Let $A$ and $B$ be two sets of $d$-dimensional coordinates of comparible (though not necessarily equal length). For example, here we can set $d = 3$ and have normalized values like:
A = {{0.446362, 0.811292, 0.0922594},{0.244159, 0.260142, 0.304582}, {0.122547, 0.269019, 0.0644819},
{0.448114, 0.828661, 0.733406},{0.347111, 0.296056, 0.398861}, {0.219952, 0.653454, 0.09107},
{0.592839, 0.0333978, 0.210341},{0.0970157, 0.132429, 0.366429}, {0.294297, 0.527056, 0.403706},
{0.196355, 0.115887, 0.636247},{0.993047, 0.51482, 0.229379}, {0.251266, 0.135959, 0.178469},
{0.789068, 0.182785, 0.338934}, {0.42705, 0.151849, 0.671407}, {0.796922, 0.229053, 0.946328},
{0.292144, 0.148314, 0.116313}, {0.589524, 0.474425, 0.0958731}, {0.181622, 0.140052, 0.958391},
{0.0376616, 0.614436, 0.394617}};
B = {{0.690322, 1.17215, 0.961834}, {0.271458, 0.942832, 0.745714}, {0.508862, 1.03457, 0.3475},
{0.81515, 0.378891, 0.465227}, {0.6036, 1.34974, 0.426426}, {0.405347, 0.463069, 1.27554},
{1.12031, 0.604772, 1.19204}, {0.373017, 0.343105, 0.595875}, {0.642332, 0.602587, 0.678469},
{0.884344, 0.746337, 0.38915}, {1.22961, 0.47189, 0.712069}, {0.56058, 0.755362, 0.648201},
{0.596699, 0.465542, 0.646428}, {0.48087, 0.522362, 0.315634}, {0.752854, 1.17231, 0.421088},
{0.693156, 0.546617, 0.9851}, {0.507197, 0.426626, 0.847138}, {0.584263, 0.452749, 0.422986},
{0.545495, 0.427736, 0.494085}};
(Note that the order of the elements in $A$ and $B$ are of no consequence.)
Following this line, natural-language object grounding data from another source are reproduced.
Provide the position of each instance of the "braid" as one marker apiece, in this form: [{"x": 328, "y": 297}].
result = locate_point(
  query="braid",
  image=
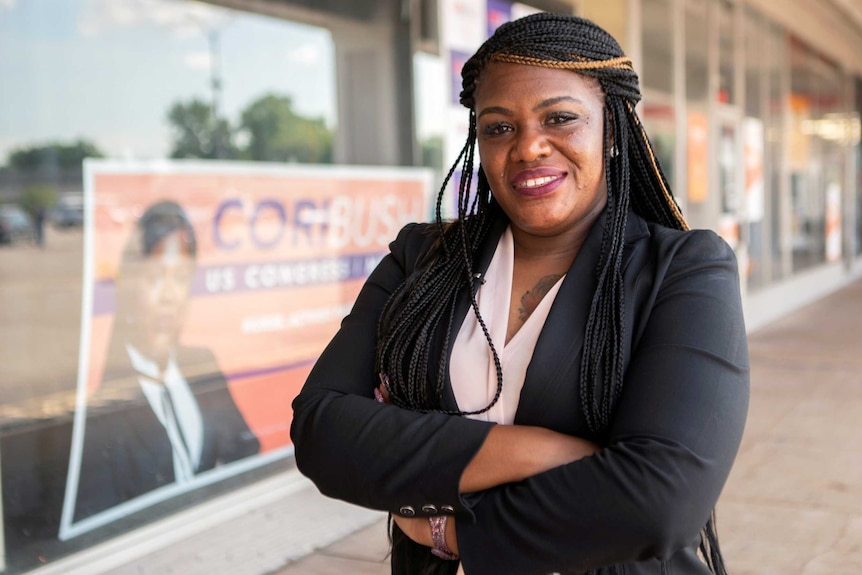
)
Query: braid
[{"x": 422, "y": 309}]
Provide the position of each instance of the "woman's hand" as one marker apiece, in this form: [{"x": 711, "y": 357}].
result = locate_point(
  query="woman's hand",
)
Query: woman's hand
[{"x": 418, "y": 529}]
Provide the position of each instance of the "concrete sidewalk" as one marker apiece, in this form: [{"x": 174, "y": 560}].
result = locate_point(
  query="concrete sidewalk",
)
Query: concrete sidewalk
[{"x": 793, "y": 503}]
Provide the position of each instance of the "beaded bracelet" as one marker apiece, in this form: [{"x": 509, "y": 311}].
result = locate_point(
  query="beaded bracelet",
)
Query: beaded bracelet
[{"x": 438, "y": 536}]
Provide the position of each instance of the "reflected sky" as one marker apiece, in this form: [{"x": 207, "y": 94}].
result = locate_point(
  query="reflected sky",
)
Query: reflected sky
[{"x": 109, "y": 71}]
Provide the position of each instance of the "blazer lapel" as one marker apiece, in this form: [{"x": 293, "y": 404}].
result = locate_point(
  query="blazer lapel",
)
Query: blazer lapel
[
  {"x": 462, "y": 306},
  {"x": 550, "y": 396}
]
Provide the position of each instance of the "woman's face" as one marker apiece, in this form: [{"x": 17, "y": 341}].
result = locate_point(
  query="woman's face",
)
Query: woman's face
[{"x": 540, "y": 137}]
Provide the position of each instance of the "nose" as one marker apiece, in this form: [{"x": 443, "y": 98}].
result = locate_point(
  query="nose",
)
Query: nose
[{"x": 531, "y": 144}]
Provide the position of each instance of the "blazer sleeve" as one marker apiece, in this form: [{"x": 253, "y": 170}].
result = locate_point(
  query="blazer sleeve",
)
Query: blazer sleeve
[
  {"x": 674, "y": 436},
  {"x": 367, "y": 453}
]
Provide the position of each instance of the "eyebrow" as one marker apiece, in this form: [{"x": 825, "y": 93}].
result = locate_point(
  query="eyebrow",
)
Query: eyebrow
[{"x": 539, "y": 106}]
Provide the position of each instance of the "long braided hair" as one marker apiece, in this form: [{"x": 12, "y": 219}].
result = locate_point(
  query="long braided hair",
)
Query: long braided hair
[{"x": 423, "y": 307}]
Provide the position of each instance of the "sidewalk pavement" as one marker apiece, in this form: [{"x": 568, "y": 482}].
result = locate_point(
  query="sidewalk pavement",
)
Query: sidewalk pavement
[{"x": 793, "y": 503}]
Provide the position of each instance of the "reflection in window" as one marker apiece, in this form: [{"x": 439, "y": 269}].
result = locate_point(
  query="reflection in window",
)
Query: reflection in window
[
  {"x": 816, "y": 157},
  {"x": 140, "y": 80}
]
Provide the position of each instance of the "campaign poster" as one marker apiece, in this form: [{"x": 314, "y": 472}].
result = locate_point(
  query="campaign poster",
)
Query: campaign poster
[
  {"x": 698, "y": 158},
  {"x": 210, "y": 289}
]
While a bijection isn't possible, I would like to find the best possible "rigid mapping" between the elements in $A$ and $B$ where we add some fixed real number vector $Q=(q_1,q_2,q_3)$ to each coordinate in $B$ to minimize a weighted distance between pairs of coordinates in $A$ and $B$ according to some axis-specific cost function. Consider that in the above example, I've rigged things to make $Q = (q_1,q_2,q_3) \approx (0.3,0.3,0.3)$ about optimal (the largest error is of magnitude $\approx 0.1$).
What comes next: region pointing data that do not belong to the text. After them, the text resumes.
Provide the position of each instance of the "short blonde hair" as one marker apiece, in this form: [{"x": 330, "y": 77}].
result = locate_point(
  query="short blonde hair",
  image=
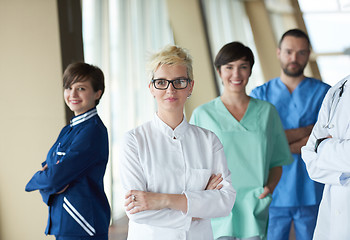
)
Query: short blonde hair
[{"x": 171, "y": 55}]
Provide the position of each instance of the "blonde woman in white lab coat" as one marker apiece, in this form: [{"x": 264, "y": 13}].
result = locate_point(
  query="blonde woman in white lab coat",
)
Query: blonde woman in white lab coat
[
  {"x": 174, "y": 174},
  {"x": 327, "y": 159}
]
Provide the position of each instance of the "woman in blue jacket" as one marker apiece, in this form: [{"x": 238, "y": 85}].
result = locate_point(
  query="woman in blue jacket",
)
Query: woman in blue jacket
[{"x": 71, "y": 178}]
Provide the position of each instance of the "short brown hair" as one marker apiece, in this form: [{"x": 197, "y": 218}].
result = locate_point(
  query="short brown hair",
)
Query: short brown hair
[
  {"x": 233, "y": 51},
  {"x": 81, "y": 72}
]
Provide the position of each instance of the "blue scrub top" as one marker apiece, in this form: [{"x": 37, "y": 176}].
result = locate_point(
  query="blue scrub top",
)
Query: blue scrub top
[{"x": 297, "y": 109}]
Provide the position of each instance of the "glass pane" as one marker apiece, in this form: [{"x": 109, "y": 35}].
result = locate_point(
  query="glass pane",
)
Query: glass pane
[
  {"x": 328, "y": 32},
  {"x": 334, "y": 68},
  {"x": 318, "y": 5}
]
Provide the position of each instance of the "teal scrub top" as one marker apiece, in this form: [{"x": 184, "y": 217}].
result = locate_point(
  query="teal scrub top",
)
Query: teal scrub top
[{"x": 252, "y": 146}]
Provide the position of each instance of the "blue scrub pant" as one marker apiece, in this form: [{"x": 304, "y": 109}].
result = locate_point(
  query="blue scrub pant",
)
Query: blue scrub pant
[
  {"x": 82, "y": 238},
  {"x": 280, "y": 220}
]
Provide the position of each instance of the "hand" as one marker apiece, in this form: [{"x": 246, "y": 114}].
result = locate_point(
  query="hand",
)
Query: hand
[
  {"x": 266, "y": 192},
  {"x": 44, "y": 168},
  {"x": 138, "y": 201},
  {"x": 214, "y": 182}
]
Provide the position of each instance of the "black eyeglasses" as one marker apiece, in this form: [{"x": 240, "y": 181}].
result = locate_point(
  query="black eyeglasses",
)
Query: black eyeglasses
[{"x": 163, "y": 84}]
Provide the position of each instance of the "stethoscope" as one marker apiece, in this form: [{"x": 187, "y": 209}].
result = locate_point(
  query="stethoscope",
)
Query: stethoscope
[{"x": 335, "y": 100}]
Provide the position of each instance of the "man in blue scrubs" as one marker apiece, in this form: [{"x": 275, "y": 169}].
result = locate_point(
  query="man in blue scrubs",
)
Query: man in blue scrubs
[{"x": 297, "y": 99}]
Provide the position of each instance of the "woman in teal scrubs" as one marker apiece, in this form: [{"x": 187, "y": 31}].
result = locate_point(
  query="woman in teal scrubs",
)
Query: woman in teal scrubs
[{"x": 254, "y": 143}]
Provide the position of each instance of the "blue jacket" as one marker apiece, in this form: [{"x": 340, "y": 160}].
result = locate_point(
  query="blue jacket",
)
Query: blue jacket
[{"x": 78, "y": 159}]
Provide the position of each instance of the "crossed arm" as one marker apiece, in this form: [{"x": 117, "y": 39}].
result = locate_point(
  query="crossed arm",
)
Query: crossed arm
[
  {"x": 298, "y": 137},
  {"x": 138, "y": 201}
]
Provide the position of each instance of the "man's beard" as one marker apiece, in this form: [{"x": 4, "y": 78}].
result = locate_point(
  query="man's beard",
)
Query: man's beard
[{"x": 296, "y": 73}]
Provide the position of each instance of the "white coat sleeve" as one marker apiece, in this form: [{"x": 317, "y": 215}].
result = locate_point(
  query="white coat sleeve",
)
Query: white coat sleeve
[
  {"x": 213, "y": 203},
  {"x": 325, "y": 165},
  {"x": 133, "y": 178}
]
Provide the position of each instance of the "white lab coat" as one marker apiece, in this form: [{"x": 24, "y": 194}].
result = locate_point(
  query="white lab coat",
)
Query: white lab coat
[
  {"x": 156, "y": 158},
  {"x": 331, "y": 164}
]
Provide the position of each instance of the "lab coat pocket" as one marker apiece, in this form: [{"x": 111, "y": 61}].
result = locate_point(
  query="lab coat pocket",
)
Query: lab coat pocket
[
  {"x": 198, "y": 179},
  {"x": 77, "y": 217}
]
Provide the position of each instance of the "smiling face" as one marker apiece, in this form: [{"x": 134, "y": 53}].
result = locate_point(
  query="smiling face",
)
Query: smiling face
[
  {"x": 293, "y": 55},
  {"x": 235, "y": 75},
  {"x": 171, "y": 99},
  {"x": 81, "y": 97}
]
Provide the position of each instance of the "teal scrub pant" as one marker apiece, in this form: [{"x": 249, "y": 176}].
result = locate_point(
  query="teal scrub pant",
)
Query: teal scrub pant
[{"x": 280, "y": 220}]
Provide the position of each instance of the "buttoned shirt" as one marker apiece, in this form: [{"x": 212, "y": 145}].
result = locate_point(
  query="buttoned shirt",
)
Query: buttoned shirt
[
  {"x": 156, "y": 158},
  {"x": 330, "y": 165}
]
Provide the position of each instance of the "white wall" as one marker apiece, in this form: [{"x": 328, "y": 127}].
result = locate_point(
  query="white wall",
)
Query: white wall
[{"x": 32, "y": 110}]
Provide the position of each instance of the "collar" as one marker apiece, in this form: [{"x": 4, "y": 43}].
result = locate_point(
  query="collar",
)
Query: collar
[
  {"x": 177, "y": 133},
  {"x": 83, "y": 117}
]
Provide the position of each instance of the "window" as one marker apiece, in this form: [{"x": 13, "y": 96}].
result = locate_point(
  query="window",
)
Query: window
[{"x": 327, "y": 23}]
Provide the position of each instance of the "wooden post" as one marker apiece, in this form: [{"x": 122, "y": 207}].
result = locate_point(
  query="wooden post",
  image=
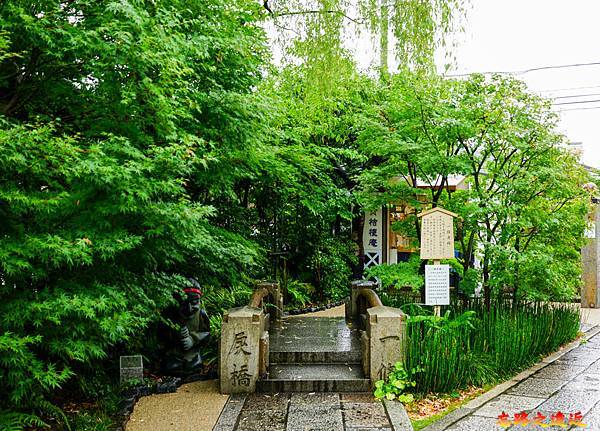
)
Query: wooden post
[{"x": 437, "y": 310}]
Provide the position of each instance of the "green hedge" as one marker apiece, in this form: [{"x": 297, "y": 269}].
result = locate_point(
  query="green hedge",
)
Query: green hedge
[{"x": 470, "y": 345}]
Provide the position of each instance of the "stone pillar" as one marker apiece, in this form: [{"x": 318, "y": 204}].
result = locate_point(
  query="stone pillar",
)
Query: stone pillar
[
  {"x": 352, "y": 306},
  {"x": 242, "y": 335},
  {"x": 590, "y": 255},
  {"x": 276, "y": 299},
  {"x": 386, "y": 333}
]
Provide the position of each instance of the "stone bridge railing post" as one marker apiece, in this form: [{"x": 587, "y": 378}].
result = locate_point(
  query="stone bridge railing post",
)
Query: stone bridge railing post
[
  {"x": 384, "y": 341},
  {"x": 353, "y": 307},
  {"x": 244, "y": 344}
]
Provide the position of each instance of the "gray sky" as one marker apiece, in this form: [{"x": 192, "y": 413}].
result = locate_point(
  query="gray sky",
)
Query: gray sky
[{"x": 514, "y": 35}]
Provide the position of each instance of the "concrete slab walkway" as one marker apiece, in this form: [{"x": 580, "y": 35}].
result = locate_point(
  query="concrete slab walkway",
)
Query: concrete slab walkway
[
  {"x": 567, "y": 381},
  {"x": 312, "y": 412}
]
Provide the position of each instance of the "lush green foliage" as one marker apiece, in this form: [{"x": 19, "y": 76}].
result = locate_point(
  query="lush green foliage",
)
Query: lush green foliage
[
  {"x": 397, "y": 383},
  {"x": 523, "y": 204},
  {"x": 470, "y": 345},
  {"x": 142, "y": 142},
  {"x": 121, "y": 124},
  {"x": 399, "y": 275}
]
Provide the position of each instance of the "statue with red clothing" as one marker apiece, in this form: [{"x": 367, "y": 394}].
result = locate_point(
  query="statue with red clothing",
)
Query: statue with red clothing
[{"x": 194, "y": 332}]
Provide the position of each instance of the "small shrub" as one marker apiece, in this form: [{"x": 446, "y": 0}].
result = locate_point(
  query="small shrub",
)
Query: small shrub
[
  {"x": 399, "y": 275},
  {"x": 398, "y": 382}
]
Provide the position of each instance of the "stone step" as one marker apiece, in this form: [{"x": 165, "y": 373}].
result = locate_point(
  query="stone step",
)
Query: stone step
[
  {"x": 325, "y": 357},
  {"x": 314, "y": 378}
]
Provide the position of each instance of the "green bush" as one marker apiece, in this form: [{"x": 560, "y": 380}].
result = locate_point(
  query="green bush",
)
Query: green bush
[
  {"x": 470, "y": 345},
  {"x": 399, "y": 275}
]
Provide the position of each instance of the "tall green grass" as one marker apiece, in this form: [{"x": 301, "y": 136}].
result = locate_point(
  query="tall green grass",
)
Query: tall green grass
[{"x": 473, "y": 346}]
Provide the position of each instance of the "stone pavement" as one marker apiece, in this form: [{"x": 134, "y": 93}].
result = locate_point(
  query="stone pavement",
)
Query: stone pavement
[
  {"x": 567, "y": 381},
  {"x": 311, "y": 412}
]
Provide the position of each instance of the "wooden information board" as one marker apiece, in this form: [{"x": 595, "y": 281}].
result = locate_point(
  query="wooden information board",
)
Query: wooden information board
[
  {"x": 437, "y": 234},
  {"x": 437, "y": 284}
]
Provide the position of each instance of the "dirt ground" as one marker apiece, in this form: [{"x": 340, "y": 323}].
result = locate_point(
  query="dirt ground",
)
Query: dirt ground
[{"x": 194, "y": 407}]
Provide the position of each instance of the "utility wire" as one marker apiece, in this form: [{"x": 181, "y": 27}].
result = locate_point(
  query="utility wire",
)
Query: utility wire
[
  {"x": 567, "y": 89},
  {"x": 533, "y": 69},
  {"x": 576, "y": 102},
  {"x": 575, "y": 95},
  {"x": 579, "y": 109}
]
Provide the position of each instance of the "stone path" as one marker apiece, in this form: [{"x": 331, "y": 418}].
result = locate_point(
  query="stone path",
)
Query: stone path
[
  {"x": 311, "y": 412},
  {"x": 567, "y": 381}
]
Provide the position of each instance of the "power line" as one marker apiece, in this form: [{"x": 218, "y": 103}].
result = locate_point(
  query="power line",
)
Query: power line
[
  {"x": 533, "y": 69},
  {"x": 576, "y": 102},
  {"x": 567, "y": 89},
  {"x": 578, "y": 109},
  {"x": 576, "y": 95}
]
To specify this cost function, we select array $A$ if it has more points than $B$ and vice versa. For convenience, let's say this array is $A$. Now let $(d_{(1,i)},d_{(2,i)},d_{(3,i)})$ be the shortest distance between a point $b_i \in B$ and $a_j \in A$. I'd like to have a cost function that looks something like:
$C = \sum_{i=1}^{||B||} || ((d_{(1,i)})^{z_1},(d_{(2,i)})^{z_2},(d_{(3,i)})^{z_3}) ||$
Where $(z_1,z_2,z_3)$ represents an arbitrary set of exponents. For a single real numbered value cost, we could compute the Norm of the above sum.